The love-hate relationship that much of the country has with the Lakers, mirrors the attitude toward Los Angeles itself. Top on the hit list is the catch-all "Hollyweird" description, easily one of the most unimaginative phrases ever coined. Fortunately, weather patterns and foliage discussions can often be used to charm hinterland creatures - mention blue skies and waving palm fronds and wait for the wistful "some day" sighs, followed invariably by "I've got a great idea for a TV series, it's kinda based on me."  Thanks for that, always.

That Jerry Buss and his family-run business are somehow synonymous with entitlement and rings on a silver platter, escapes me. An odd family, yes. But not nearly in the same financial stratosphere as most of the so-called hawks. Dan Gilbert’s worth scads more from selling retail loans and Paul Allen’s fortune is somewhere around $23 billion, depending on how much he’s spending on his super-yacht 'Octopus' in any given week. Allen was chief among those who wanted to either cancel the season or corral more of Jerry Buss’s earnings, to compensate for their own teams’ failure to launch.

Regardless of past Lakers precepts, this year’s model under Mike Brown’s direction is more lunch bucket than showtime, an amalgamation of aging stars, second-round draft picks and journeymen role players. Kobe Bryant had the ligaments in his right wrist torn during a preseason outing against the Clippers. The ligaments aren’t necessarily important, they only hold the bones in place. Taking this all into account, Bryant has decided that the proper course of action is to continually drive hard to the basket and offer his mangled arm up for retribution. And make no mistake, opposing players are drawing a bead. Nobody's better than Kobe, at Russian roulette basketball.

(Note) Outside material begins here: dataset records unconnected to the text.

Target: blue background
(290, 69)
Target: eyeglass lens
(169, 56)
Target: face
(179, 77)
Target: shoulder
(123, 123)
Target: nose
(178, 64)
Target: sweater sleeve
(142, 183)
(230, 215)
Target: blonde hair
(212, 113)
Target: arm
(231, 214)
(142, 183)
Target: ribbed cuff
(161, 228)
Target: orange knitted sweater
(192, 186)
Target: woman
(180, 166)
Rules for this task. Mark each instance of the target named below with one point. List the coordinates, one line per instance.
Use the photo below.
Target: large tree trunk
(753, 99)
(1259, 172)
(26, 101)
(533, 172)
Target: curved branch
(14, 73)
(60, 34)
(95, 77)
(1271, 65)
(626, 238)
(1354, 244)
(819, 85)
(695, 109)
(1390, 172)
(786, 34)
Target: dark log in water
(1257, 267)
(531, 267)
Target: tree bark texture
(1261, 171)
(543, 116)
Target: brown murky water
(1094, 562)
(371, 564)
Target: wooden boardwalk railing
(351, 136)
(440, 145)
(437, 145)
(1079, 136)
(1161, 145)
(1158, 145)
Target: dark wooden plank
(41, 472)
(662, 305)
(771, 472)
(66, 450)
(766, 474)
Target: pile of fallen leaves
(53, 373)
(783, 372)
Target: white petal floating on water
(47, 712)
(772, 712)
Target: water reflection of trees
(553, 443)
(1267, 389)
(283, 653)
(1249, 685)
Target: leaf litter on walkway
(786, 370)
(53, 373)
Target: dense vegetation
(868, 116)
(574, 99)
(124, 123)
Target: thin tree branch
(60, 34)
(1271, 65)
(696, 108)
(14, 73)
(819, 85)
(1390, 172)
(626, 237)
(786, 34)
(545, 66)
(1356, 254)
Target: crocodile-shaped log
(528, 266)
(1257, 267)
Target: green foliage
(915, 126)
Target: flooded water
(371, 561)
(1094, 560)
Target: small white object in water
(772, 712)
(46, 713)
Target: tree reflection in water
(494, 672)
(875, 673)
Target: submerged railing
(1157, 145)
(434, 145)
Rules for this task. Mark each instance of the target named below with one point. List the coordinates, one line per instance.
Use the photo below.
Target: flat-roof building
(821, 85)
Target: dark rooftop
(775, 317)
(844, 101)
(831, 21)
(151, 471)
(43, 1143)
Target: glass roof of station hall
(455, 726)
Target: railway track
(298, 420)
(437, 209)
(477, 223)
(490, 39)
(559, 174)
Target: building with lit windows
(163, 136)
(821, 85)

With three games in as many days, the Lakers have been a work in progress. They blew a late lead against the Bulls on Christmas, imploded against the Kings and demolished the Jazz on a night when their legs should have been dead. They face the Knicks tonight and get Andrew Bynum back from suspension in time for Saturday’s game against Denver (the first of a Nuggets back-to-back). It’s a brutal first stretch in a compressed season but it's welcome after a year gone wrong. The system restores, the cathode ray tube warms and blurs and the season embraces us, once again.